方山血脉偾张,恨不死在这妇人身上,一面动一面问:“阿李何时再嫁?”
小李氏一边叫一边道:“与山郎欢好,再不嫁的。”
方山道:“不如嫁了我?”
小李氏意乱情迷,抱了方山:“等山郎来娶哩。”
一个说得情真,一个说得意切,仿佛真是一对交颈雁、比目鱼。等得云歇雨收,先前的山盟海誓转眼即忘,一个道:阿李便是嫁了我仍找你。另一个道:山郎若是娶了也莫忘了我。
铁心要做一对野鸳鸯。
沈拓与何栖看了舞狮,这才依依不舍别了曹家。路上纸屑铺地,河面飘红,酒肆脚店一串串彩灯垂挂,斜日有如溶金,密密洒了一地。
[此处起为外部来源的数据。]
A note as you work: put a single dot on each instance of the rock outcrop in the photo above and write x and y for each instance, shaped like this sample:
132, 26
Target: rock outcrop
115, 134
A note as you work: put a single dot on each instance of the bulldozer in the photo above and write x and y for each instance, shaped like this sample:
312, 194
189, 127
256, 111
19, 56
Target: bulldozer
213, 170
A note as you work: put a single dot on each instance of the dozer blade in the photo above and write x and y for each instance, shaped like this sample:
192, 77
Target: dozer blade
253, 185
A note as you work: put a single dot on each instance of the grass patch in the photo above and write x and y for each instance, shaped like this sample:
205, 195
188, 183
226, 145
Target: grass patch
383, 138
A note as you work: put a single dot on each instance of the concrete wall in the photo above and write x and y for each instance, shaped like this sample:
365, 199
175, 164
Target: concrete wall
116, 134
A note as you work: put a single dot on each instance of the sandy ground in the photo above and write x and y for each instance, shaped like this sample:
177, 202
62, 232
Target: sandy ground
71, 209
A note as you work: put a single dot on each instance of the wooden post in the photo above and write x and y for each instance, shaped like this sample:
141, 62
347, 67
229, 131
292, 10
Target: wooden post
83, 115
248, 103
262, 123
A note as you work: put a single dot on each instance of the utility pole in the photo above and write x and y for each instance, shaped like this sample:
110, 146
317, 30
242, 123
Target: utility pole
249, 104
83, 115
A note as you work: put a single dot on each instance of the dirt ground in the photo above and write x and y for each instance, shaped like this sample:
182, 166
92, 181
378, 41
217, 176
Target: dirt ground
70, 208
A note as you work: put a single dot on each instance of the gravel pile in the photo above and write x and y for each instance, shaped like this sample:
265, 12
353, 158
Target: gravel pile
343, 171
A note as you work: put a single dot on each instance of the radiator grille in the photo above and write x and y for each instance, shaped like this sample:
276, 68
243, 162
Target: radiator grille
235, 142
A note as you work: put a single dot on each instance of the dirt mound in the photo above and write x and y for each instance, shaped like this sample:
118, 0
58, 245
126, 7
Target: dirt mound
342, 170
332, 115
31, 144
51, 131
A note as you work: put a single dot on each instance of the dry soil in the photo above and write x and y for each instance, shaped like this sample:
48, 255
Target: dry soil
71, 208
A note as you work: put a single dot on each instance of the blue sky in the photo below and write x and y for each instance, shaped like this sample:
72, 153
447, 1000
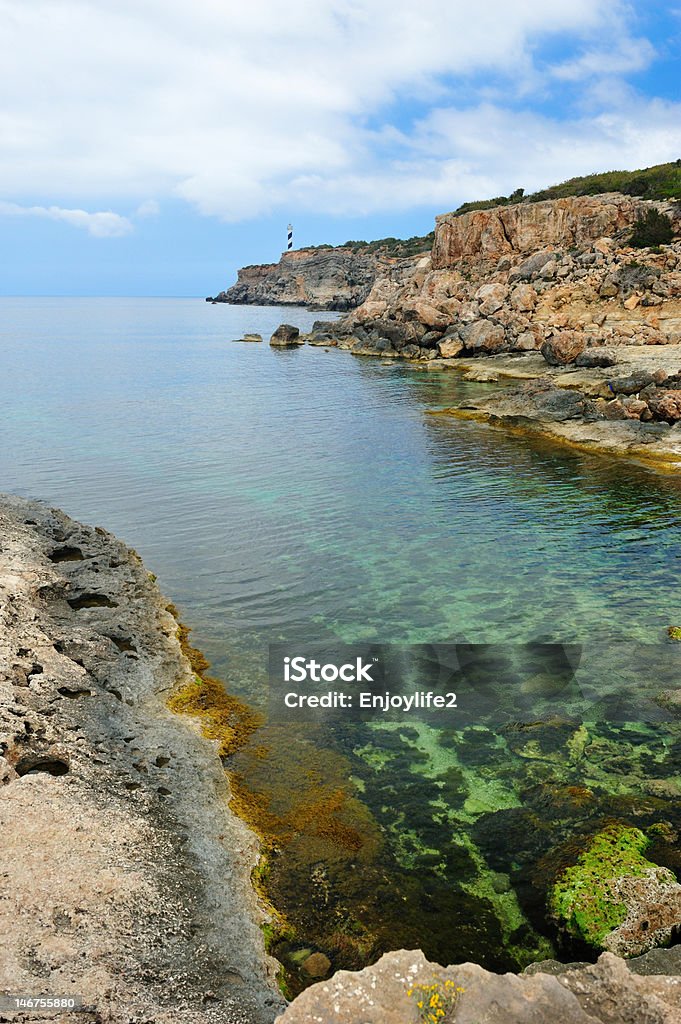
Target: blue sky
153, 146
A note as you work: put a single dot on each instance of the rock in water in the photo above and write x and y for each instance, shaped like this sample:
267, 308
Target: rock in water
613, 898
286, 336
387, 992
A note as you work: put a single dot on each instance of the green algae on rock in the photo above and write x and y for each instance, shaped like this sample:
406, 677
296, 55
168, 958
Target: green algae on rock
614, 898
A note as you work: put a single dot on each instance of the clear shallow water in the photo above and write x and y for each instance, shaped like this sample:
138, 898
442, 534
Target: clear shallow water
304, 494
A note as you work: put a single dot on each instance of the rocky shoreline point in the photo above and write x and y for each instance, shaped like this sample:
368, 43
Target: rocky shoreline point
551, 294
338, 278
125, 877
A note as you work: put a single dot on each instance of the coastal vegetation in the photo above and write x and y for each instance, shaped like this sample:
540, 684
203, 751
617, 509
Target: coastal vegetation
662, 182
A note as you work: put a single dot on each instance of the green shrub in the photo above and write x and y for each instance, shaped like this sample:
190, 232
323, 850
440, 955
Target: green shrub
651, 228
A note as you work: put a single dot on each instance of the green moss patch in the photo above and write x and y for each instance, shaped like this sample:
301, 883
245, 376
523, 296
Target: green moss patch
585, 898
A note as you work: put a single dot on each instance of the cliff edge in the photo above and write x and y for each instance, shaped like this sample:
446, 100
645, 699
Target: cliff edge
325, 279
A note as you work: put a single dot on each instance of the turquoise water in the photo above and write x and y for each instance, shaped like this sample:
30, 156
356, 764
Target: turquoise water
307, 494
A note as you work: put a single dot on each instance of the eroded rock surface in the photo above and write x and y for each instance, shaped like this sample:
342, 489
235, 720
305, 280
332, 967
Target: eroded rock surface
325, 279
125, 878
606, 992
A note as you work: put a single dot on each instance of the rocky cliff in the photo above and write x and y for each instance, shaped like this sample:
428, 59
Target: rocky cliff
325, 279
405, 987
511, 279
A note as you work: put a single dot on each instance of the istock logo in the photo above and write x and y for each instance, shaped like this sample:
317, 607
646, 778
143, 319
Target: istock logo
297, 670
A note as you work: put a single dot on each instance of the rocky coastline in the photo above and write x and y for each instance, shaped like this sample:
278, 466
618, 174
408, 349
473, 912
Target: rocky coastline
126, 877
338, 278
551, 294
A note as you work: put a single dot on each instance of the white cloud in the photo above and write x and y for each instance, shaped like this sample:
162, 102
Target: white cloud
241, 109
150, 208
102, 225
630, 55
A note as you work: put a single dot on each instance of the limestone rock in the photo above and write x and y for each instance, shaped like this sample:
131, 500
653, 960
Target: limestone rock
613, 898
286, 336
666, 406
523, 298
483, 336
602, 993
596, 357
316, 966
492, 298
563, 347
528, 226
450, 347
125, 876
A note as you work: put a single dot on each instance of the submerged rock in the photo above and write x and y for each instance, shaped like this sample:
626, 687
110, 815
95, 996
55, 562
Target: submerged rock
286, 336
563, 347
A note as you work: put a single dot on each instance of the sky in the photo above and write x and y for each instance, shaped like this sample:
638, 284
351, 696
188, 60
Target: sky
153, 146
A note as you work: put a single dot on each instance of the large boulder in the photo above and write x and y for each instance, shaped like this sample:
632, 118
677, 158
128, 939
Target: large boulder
449, 347
388, 992
492, 298
596, 357
523, 298
286, 336
563, 348
430, 314
483, 336
666, 406
613, 898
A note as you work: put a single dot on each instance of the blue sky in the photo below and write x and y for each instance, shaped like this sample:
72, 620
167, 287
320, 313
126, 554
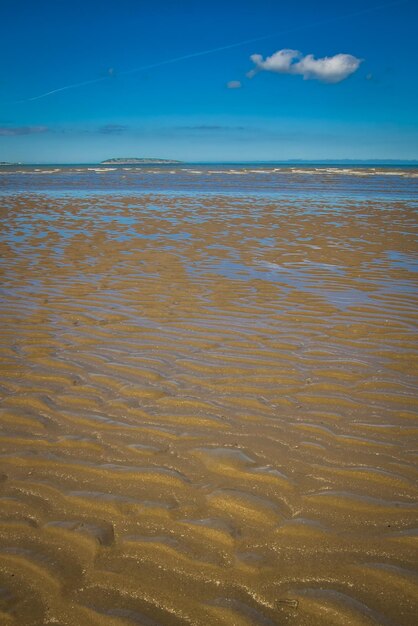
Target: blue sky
184, 109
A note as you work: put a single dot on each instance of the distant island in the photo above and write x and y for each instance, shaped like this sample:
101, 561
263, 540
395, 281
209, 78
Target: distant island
131, 161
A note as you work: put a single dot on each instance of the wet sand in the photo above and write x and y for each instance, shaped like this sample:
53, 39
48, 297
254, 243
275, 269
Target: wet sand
208, 412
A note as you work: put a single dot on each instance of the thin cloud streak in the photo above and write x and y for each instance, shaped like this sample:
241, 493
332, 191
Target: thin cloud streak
206, 52
15, 131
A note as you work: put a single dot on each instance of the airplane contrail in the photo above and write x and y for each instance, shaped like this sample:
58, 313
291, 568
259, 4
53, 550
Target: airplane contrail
206, 52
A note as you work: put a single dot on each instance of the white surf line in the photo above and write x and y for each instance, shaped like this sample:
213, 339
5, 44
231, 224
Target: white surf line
206, 52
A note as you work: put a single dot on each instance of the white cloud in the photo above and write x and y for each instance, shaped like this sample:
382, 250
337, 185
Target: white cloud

何栖踩着点点碎阳,软风轻拂衣鬓,微微一侧脸,沈拓守在她的身边,时不时地拦一把横冲直撞嬉闹追逐的孩童。不过一岁光景,身边人愈加沉稳,如刀隐刃,眉间那点轻浮狂妄尽皆消去。
沈拓笑问:“阿圆看我做什么?”
何栖道:“大郎先前道年少时常在市井厮混,我不曾亲见,倒不知是什么模样。”
沈拓忆起自己少年行迳,一身的胆气,不畏死伤,脑袋掉了也不过碗大的疤,来世再做好汉,万事不管不顾,打将了再说,大不了吃一场官司。自忖英雄,旁人只当蠢物。万幸……
“得遇明府实是我幸。”沈拓看一眼何栖,发鬓一片暖暖的金色,柔声道,“得遇阿圆,却是上天怜我。”
何栖一愣,气息微滞,一时竟不知所措,两手沉甸甸连根手指都不能动弹,连着一颗心也是沉沉地坠在胸口。道:“我不如大郎说得那般好。”半晌又续道,“得遇大郎,亦是我幸。”
沈拓目中满是喜悦,浓得化不开来。
他二人之间似藏了一只不可见的勾子,深入骨中,扎进肉里,系了神魂。即便连个眼神都不曾交汇,却已心意相连。
等到了家门口,彼此才偷看一眼,一切竟在不言中。
阿娣在家守着,听了响动,连忙迎将出来道:“郎主与娘子可算回来了?”
何栖笑道:“怎是这个神色?”逗趣道,“遇着了上门骗乞的?”
阿娣道:“不曾遇到行乞的。”她轻咬了唇,“来了牛家的门子,递了帖子。”只把她吓了一跳,以为旧主要领了她别处去。
“牛二郎?”何栖与沈拓俱有些吃惊,心道:他们家怎得又上门走动?取过帖子一看,却是牛二娘子请她做客。
沈拓见她面色微异,道:“阿圆为难,便推了去。我们与他家实无深交,又无相欠,不必委屈自己勉强应付。”